A Numbers Game

One of the things I like most about weight training is that the performance metrics are simple and built-in - it's all a numbers game, with weight and reps the core values that can be supplemented by speed (either subjectively by feel or using the likes of an app to assess velocity). Unless you are actually competing, then comparing these metrics against others is rarely productive - inflating or crushing your ego should not be the purpose, rather monitoring your own progress to ensure the time and effort you're committing is paying dividends is wholly worthwhile, as sometimes re-evaluating and making adjustments is required to make the most out of what you put in.

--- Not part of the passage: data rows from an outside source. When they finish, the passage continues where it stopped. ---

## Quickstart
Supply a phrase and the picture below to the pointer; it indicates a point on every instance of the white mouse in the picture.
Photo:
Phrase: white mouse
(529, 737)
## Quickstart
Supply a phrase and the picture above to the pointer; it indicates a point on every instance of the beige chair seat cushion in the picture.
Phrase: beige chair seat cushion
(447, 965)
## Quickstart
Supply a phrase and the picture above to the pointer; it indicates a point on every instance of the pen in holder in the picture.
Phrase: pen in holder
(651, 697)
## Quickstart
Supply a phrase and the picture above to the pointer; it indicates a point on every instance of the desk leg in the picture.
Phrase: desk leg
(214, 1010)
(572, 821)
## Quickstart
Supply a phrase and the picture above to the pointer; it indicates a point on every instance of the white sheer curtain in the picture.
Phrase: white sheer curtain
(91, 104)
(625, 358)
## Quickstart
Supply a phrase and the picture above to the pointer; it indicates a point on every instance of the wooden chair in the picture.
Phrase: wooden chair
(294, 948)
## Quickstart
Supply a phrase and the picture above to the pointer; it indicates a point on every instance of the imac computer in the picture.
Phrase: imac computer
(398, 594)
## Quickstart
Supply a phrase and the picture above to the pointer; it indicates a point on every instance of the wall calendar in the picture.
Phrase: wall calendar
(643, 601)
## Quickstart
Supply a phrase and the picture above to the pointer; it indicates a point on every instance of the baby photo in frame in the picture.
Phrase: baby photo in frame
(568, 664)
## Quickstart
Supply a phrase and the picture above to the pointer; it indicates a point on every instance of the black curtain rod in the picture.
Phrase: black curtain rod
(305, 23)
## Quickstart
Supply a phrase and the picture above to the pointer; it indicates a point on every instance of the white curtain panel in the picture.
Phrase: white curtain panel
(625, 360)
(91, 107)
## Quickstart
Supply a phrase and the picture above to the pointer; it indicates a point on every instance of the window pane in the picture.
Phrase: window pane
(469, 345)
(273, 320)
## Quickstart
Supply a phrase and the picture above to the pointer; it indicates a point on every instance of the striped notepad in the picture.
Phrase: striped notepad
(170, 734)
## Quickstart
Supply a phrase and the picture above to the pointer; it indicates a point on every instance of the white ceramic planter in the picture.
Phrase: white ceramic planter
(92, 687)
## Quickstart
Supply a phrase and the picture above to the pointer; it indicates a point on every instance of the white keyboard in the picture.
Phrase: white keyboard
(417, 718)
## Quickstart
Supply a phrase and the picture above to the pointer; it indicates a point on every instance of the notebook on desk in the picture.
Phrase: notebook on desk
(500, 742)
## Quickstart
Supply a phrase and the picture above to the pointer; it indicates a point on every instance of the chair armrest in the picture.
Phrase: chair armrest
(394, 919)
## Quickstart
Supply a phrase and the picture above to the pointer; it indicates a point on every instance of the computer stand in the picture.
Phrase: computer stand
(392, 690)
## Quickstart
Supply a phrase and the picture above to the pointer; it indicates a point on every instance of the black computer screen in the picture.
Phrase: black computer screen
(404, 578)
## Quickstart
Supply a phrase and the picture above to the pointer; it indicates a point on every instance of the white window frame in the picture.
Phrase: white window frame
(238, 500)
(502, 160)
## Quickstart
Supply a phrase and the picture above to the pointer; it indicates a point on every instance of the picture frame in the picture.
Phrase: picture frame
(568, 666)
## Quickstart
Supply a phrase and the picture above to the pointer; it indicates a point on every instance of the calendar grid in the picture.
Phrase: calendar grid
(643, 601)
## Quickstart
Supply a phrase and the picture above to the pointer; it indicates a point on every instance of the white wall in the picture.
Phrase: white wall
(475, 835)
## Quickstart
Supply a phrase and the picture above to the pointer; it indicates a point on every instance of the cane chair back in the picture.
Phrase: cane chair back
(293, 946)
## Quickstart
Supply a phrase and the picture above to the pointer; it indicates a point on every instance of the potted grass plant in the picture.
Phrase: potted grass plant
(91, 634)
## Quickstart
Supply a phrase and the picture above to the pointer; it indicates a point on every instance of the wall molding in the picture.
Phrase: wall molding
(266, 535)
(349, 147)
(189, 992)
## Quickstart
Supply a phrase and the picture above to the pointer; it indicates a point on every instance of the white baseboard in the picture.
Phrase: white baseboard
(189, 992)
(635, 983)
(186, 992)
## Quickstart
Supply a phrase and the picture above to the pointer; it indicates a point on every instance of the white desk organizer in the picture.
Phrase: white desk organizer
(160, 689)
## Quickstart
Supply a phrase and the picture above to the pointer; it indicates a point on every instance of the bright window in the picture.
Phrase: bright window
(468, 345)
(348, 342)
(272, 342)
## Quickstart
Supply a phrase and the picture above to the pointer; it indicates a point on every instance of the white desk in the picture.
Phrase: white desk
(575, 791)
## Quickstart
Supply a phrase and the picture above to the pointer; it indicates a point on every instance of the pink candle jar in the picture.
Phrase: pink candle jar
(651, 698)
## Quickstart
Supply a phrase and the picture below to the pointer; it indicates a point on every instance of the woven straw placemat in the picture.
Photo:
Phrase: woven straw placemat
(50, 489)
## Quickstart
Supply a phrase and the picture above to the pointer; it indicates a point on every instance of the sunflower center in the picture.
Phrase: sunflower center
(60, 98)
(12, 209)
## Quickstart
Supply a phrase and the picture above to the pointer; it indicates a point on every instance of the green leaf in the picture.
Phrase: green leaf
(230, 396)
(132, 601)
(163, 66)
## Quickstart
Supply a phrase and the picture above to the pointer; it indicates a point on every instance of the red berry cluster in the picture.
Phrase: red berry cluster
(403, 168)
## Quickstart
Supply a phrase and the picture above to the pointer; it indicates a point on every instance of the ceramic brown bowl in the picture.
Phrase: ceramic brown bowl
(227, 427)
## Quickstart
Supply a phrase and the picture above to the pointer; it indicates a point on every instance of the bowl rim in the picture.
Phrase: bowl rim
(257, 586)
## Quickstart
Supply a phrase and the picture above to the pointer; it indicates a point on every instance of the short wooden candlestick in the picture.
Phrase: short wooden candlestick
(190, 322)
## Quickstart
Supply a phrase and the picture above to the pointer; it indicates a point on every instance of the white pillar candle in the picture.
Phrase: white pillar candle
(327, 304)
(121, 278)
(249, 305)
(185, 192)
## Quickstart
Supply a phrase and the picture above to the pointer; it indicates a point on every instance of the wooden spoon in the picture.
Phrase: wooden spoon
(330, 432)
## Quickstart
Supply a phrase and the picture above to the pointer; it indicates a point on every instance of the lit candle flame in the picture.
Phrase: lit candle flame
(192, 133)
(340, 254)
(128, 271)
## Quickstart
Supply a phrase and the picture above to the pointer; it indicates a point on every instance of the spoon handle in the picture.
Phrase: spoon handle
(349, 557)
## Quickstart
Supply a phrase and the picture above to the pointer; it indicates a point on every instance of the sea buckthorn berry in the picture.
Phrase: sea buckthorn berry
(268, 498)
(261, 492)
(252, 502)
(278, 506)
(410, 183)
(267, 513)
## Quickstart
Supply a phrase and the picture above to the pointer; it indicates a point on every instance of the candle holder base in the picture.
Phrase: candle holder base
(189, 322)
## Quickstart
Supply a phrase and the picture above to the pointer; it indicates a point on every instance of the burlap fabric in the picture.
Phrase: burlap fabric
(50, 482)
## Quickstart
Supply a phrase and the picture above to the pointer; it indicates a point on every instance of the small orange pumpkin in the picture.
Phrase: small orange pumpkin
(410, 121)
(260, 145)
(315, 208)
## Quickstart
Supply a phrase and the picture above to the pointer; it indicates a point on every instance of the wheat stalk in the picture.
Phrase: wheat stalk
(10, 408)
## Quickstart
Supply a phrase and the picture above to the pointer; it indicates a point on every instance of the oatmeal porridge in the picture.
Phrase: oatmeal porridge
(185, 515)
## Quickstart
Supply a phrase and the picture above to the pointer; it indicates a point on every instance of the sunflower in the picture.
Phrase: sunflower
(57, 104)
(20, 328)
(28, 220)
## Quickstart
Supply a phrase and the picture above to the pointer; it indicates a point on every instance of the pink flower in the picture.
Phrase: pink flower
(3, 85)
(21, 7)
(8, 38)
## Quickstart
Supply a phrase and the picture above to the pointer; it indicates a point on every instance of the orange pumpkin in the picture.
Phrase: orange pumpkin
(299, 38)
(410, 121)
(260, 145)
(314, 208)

Last week I hit a new overhead press PR of 70kg (154lbs/11st), and even though my deadlift is ~2.75x heavier, this actually means a bit more to me, for a few reasons:

  • I have absolutely horrible shoulder mobility, in that when I first started this movement, I really struggled to simply raise my hands above my head - say maybe 10-15 degrees off vertical. I attribute this to a combination of breaking my collarbone as a teenager and the 30+ years hunched over a keyboard since. My "hack" to counter this limitation has been to push the barbell up a wall, which allows me to lean into the movement and get my arms almost fully vertical. Recently this has felt a lot more free, so I'm actually going to lower the weight and start building back up again without the wall, using video tracking on how vertical I can maintain this. I've been through similar mobility issues with the squat and deadlift, and all the foam rolling and stretching doesn't make a dent - best way of teaching your body to get into a position, is by trying to get into that position, over and over again (and years of it in my case).
  • Shortly after I began training, I put the big-boy 20kg plates on for my first 60kg squat, and I un-racked the bar and held the weight in my hands over my chest - and it indelibly marked my mind with how utterly heavy it felt and the despairing reality of being incapable of moving it against gravity for a solitary millimetre, never mind fully overhead. Following this single 70kg, was 62.5kg for a set of 5 - and my mind flashed back to that 60kg moment, and I shook my head in disbelief and grinned at the impossible becoming the normal.
  • I was 48hrs into a break-through case of covid, and was pretty sick by the next day - squats before this were below par, so I was definitively starting to feel the effect. Feeling much better now, and have earmarked Monday for a return to lifting.
70kg Overhead Press

Reversing my high-blood pressure following my weight loss and becoming active really made me sit-up and marvel at how the human body adapts, but there's something more tangible with this stuff - you literally feel it in your hands, and there's great satisfaction in doing something with ease that was previously a struggle. When you start weight training you pretty much begin with an empty barbell (a bit of a misnomer as a 7ft 20kg barbell isn't nothing) and incrementally add weight each workout (this linear progression can last for 6mths or so). The following table is the main lifts and when I first failed at them - only getting 4 reps out of the target of 5. These failure numbers are then expressed as an estimated 1 rep max (e1RM) (you don't perform singles when you start out), and can be compared against my current actual 1 rep max (1RM) and my estimated 1RM based on my current training (maybe 3 or 4 times a year I do all-out max singles):

Lift First Failed Failed e1RM Actual 1RM Curr e1RM Increase
Overhead Press 32.5kg x 4 36kg 70kg 75kg 2.1x
BenchPress 55kg x 4 62kg 102.5kg 105kg 1.7x
Squat 85kg x 4 95kg 160kg 165kg 1.74x
Deadlift 122.5kg x 4 137kg 192.5kg 200kg 1.46x

Those failure weights are now warmup weights performed without blinking. Could I have done better in the 5yrs I've been doing this? For sure, but making mistakes is all part of the fun of learning, and I'm curious to see how that table looks in the next 5yrs, and the 5yrs after that - I'm expecting many more observations corroborating my position that the human body is indeed nuts!